Nella prospettiva già delineata di portare tutte le parti su un piano di oggettiva parità, sarebbe indispensabile realizzare il raccordo tra i Centri di giustizia riparativa e quelli di assistenza alle vittime, che dovrebbero intercettare le esigenze della vittime (soprattutto nel caso di violenza di genere e violenza domestica) e, all'sito della prospettazione condivisa di un percorso, potrebbero accompagnare in sicurezza le vittime ai servizi di giustizia riparativa, soprattutto in presenza di reati come quelli appena indicati.

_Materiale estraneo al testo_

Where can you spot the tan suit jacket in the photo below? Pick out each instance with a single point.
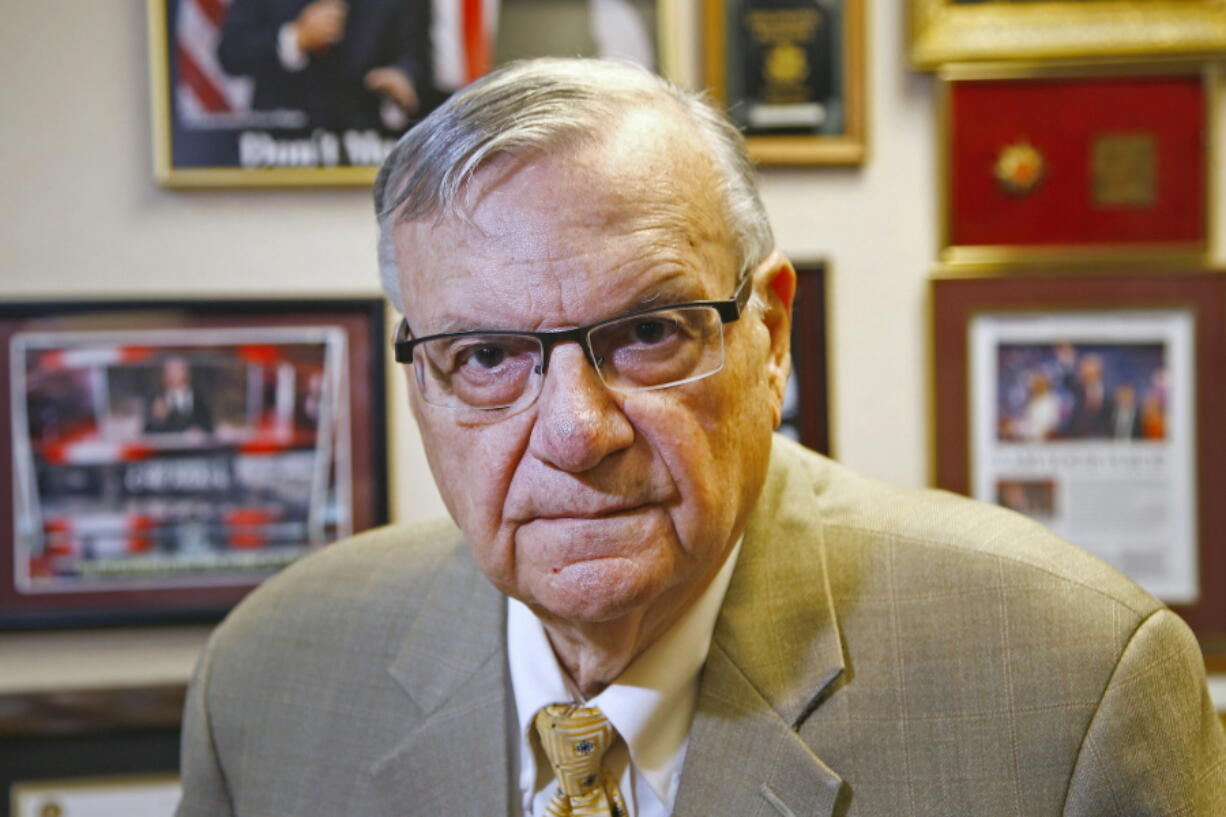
(879, 652)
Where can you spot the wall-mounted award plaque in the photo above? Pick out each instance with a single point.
(1075, 163)
(792, 76)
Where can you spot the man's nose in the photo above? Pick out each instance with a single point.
(579, 422)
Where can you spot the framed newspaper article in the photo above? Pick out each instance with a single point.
(269, 93)
(807, 401)
(166, 456)
(91, 752)
(792, 76)
(950, 31)
(1091, 404)
(1058, 163)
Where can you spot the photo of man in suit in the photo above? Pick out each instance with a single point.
(645, 602)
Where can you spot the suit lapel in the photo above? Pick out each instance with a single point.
(453, 666)
(775, 653)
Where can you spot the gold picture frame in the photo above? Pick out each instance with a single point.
(955, 252)
(945, 31)
(850, 144)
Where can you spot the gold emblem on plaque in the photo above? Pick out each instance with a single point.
(786, 63)
(1123, 169)
(1019, 168)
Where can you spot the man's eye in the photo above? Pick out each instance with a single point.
(652, 331)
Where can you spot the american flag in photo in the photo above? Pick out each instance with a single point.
(205, 93)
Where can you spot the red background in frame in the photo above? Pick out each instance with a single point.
(1059, 118)
(363, 325)
(955, 301)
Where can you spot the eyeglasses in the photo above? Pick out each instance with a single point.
(643, 350)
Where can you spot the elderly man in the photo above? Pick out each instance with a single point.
(645, 604)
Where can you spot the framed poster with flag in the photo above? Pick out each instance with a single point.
(167, 456)
(315, 92)
(1077, 162)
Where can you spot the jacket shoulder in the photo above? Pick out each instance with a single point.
(928, 528)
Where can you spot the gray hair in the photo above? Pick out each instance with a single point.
(538, 106)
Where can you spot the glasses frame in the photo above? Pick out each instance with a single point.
(728, 309)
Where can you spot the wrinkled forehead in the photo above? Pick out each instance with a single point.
(647, 191)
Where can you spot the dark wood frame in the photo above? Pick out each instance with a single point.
(958, 298)
(851, 146)
(363, 320)
(810, 366)
(947, 31)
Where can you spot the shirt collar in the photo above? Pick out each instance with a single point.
(650, 704)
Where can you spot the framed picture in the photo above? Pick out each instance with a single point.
(807, 401)
(1062, 163)
(166, 456)
(792, 76)
(91, 752)
(1090, 402)
(950, 31)
(262, 93)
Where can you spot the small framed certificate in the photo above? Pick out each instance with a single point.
(1091, 404)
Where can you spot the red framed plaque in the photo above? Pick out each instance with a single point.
(1075, 162)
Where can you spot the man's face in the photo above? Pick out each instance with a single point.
(592, 504)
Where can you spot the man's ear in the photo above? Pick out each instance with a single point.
(777, 295)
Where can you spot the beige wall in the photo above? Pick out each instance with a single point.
(83, 217)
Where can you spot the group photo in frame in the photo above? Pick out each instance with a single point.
(1090, 402)
(951, 31)
(1056, 162)
(167, 456)
(792, 76)
(240, 99)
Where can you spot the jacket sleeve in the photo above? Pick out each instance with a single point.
(1155, 745)
(205, 793)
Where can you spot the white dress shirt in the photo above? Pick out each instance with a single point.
(650, 704)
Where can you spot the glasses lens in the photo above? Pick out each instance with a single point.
(660, 349)
(478, 371)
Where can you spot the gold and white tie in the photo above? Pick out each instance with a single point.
(575, 740)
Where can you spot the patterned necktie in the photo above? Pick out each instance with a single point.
(575, 740)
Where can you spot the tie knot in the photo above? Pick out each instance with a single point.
(575, 740)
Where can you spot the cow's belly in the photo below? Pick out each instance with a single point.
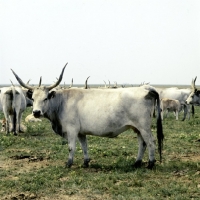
(111, 132)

Sul piano concreto, infine, i rischi più immediati a quali l'avvio della giustizia riparativa si trova esposto sono correlati alla scarsità di risorse (i centri sono pochi e potrebbero non riuscire a soddisfare la domanda di GR) e l'universalismo che la scelta italiana ha impresso alla restorative justice, esperibile per tutti i reati, laddove, forse, sarebbe stata opportuna una delimitazione ope legis dei casi in cui è possibile percorrere la difficile strada della mediazione.

Riferimenti

  • Bartoli R., una giustizia senza violenza, né stato, né diritto - Ancora sul paradigma giuridico della giustizia riparativa, relazione tenuta al Convegno La Riforma Cartabia tra non punibilità e nuove risposte sanzionatorie, svoltosi a Trento nei giorni 24-25 marzo 2023;
  • Bartoli R., Complementarietà, innesto e rientro nella disciplina della giustizia riparativa, in Sist.pen., 12.03.2025;
  • Bouchard M., I diritti degli offesi. Storia di una lotta per il riconoscimento, in questionegiustizia, 23 settembre 2024;  
  • Fiorentin F. – Bouchard M., La giustizia riparativa, Giuffrè Francis Lefebvre, 2024;
  • Palazzo F., Giustizia riparativa e giustizia punitiva, in G. Mannozzi - G.A. Lodigiani (a cura di), Giustizia riparativa, Bologna, 2015.